This study evaluates the extent to which genetic differences among host individuals from the same species condition the evolution of a plant RNA virus. We performed a threefold replicated evolution experiment in which Tobacco etch potyvirus isolate At17b (TEV-At17b), adapted to Arabidopsis thaliana ecotype Ler-0, was serially passaged in five genetically heterogeneous ecotypes of A. thaliana. After 15 passages we found that evolved viruses improved their fitness, showed higher infectivity and stronger virulence in their local host ecotypes.

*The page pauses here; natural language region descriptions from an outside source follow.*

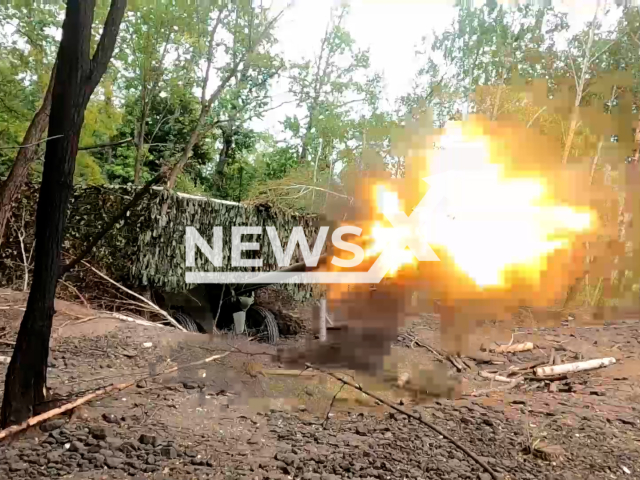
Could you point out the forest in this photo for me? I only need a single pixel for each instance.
(172, 93)
(186, 84)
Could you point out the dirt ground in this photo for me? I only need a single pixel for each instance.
(234, 418)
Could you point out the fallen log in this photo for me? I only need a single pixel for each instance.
(98, 393)
(496, 377)
(574, 367)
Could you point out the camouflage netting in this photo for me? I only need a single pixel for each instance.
(147, 249)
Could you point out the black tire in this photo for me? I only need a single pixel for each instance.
(188, 323)
(261, 323)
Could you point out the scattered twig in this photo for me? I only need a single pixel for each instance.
(148, 302)
(496, 377)
(457, 363)
(21, 236)
(326, 418)
(75, 290)
(98, 393)
(574, 367)
(514, 383)
(416, 417)
(215, 321)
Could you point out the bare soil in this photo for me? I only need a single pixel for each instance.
(230, 419)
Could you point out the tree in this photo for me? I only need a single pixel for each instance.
(77, 76)
(329, 87)
(10, 188)
(249, 26)
(33, 61)
(589, 45)
(149, 33)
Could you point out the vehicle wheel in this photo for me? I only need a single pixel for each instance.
(262, 324)
(189, 324)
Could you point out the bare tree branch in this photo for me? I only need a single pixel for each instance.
(107, 41)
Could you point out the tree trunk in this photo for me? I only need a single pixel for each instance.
(25, 157)
(140, 138)
(572, 131)
(77, 76)
(225, 151)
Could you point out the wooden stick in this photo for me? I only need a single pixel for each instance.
(518, 347)
(148, 302)
(574, 367)
(75, 290)
(496, 377)
(289, 373)
(98, 393)
(416, 417)
(514, 383)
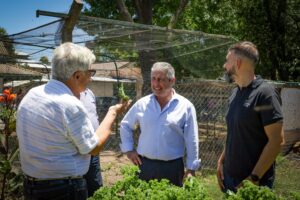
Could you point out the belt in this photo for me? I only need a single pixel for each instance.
(29, 178)
(164, 161)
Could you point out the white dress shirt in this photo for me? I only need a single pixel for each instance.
(165, 134)
(54, 132)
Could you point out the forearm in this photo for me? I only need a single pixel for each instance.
(104, 130)
(222, 157)
(271, 150)
(266, 158)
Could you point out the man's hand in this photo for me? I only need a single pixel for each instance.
(134, 157)
(220, 175)
(249, 179)
(120, 107)
(189, 173)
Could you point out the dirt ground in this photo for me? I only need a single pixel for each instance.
(111, 163)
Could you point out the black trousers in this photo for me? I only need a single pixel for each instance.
(60, 189)
(172, 170)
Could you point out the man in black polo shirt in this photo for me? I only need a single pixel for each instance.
(254, 123)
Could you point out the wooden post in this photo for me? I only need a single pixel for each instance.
(71, 21)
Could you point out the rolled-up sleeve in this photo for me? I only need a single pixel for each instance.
(126, 130)
(191, 140)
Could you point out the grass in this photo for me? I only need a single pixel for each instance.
(287, 181)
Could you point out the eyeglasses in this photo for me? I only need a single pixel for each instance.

The genome of evolved lineages was sequenced and putative adaptive mutations identified. Host-driven convergent mutations have been identified. Evidences supported selection for increased translational efficiency. Next, we sought for the specificity of virus adaptation by infecting all five ecotypes with all 15 evolved virus populations. We found that some ecotypes were more permissive to infection than others, and that some evolved virus isolates were more specialist/generalist than others. The bipartite network linking ecotypes with evolved viruses was significantly nested but not modular, suggesting that hard-to-infect ecotypes were infected by generalist viruses whereas easy-to-infect ecotypes were infected by all viruses, as predicted by a gene-for-gene model of infection.
Keywords: Emerging viruses; experimental evolution; generalists; specialists; virus evolution.
© 2014 The Author(s). Evolution © 2014 The Society for the Study of Evolution.